Veel van de auteurs die zich deze maand uitspreken over dat breed gevoelde onbehagen, betogen dat we de overgang naar een nieuwe tijdgeest, een nieuw tijdperk met nieuwe imperatieven meemaken. En daar zijn heel wat argumenten voor te bedenken. Daarom geef ik u, ter afronding van dit exposé een aantal waarden in overweging, waaraan met het oog op die verandering, zowel individueel als collectief, een nieuwe normativiteit ontleent kan worden.

Allereerst, politiek-economisch. De huidige neoliberale marktideologie, mondiaal gepropageerd door westerse marktleiders en hun regeringen, betekent nog steeds de voortzetting van, wat Jean-François Lyotard noemde, het moderne complex van wetenschap, techniek en kapitaal, dat opereert vanuit het motief: alles te willen weten, alles te willen kunnen en alles te willen bezitten. Het is de motor van een imperialistische politiek en expansionistische economie, die met hun verspilling en vervuiling, zo wordt steeds duidelijker, voor groeiende humanitaire en ecologische problemen zorgen.
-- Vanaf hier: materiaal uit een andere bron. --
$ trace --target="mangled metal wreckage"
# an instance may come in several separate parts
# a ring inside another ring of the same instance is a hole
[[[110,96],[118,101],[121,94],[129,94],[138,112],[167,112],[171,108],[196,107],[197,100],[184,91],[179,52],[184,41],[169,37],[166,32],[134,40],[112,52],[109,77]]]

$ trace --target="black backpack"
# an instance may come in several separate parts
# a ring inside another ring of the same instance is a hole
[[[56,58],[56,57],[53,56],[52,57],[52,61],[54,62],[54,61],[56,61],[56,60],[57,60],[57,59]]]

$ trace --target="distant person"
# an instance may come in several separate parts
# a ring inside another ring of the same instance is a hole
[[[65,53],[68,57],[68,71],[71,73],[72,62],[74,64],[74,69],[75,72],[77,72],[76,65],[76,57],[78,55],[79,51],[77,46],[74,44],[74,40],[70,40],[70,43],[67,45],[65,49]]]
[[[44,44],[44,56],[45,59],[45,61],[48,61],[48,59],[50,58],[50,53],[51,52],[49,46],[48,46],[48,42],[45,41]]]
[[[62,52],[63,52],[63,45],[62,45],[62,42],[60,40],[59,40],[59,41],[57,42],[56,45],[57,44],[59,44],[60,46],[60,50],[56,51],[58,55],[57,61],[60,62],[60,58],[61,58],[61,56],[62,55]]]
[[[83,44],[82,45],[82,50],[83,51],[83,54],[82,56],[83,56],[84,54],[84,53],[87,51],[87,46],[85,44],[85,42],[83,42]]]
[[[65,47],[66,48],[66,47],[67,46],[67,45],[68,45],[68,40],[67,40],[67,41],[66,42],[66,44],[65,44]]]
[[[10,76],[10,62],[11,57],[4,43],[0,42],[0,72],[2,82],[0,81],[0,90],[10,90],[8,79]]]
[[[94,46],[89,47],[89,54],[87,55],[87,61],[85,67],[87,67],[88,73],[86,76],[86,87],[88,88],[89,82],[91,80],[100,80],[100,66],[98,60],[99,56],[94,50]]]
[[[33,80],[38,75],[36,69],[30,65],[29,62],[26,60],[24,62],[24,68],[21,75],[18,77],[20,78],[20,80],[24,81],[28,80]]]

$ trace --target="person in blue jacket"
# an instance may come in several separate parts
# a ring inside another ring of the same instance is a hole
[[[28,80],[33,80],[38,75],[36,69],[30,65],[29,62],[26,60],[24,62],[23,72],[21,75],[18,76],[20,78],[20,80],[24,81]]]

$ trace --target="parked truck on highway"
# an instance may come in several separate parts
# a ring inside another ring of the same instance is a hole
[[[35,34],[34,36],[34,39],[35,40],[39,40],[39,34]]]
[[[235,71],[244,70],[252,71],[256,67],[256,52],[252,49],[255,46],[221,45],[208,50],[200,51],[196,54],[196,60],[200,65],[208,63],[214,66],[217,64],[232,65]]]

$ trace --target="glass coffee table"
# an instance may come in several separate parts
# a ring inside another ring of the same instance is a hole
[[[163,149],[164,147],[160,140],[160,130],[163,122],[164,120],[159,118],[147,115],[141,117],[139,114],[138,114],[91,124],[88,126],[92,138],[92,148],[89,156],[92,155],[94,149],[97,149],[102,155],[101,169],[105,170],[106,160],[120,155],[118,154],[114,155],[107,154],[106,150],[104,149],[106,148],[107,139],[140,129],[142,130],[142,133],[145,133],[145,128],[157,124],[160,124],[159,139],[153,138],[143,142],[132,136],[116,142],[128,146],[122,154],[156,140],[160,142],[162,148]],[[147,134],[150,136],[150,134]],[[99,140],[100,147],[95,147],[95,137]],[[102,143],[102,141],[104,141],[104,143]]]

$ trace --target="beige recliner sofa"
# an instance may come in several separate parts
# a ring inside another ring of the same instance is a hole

Daarom is het voorstelbaar, dat de nieuwe imperatieven voor onze westerse wijze van productie en consumptie, niet langer moeten luiden méér en gróter, maar duurzaam en terughoudend.

Vervolgens, politiek-sociaal. De huidige prestatiemaatschappij schroeft de eisen met betrekking tot onderwijs en arbeid steeds hoger op. Het eind is daarvan nog niet in zicht, getuige het groeiend aantal gestresten. Aangestuurd door de dynamiek van een moordende concurrentie en het daaruit voortvloeiend dictaat van de efficiëntie, wordt alle kwalitatief menselijk arbeidspotentieel in termen van kosten en baten gereduceerd tot een kwantitatieve rendementsfactor. Dat is allemaal profijtelijk voor wie de vruchten daarvan kan plukken, maar niet voor al die anderen. Zij moeten boeten voor hun ‘onvermogen’ die race nog langer te kunnen of willen volhouden. En zo ontstaat er een samenleving waarin steeds duidelijker het recht van de sterkste en brutaalste de boventoon voert, ten koste van het recht van de zwakste. Daarom is het voorstelbaar, dat de nieuwe imperatieven voor een nieuw en verantwoord concept van efficiëntie, niet langer moeten luiden sneller en goedkoper, maar persoonlijk en sociaal.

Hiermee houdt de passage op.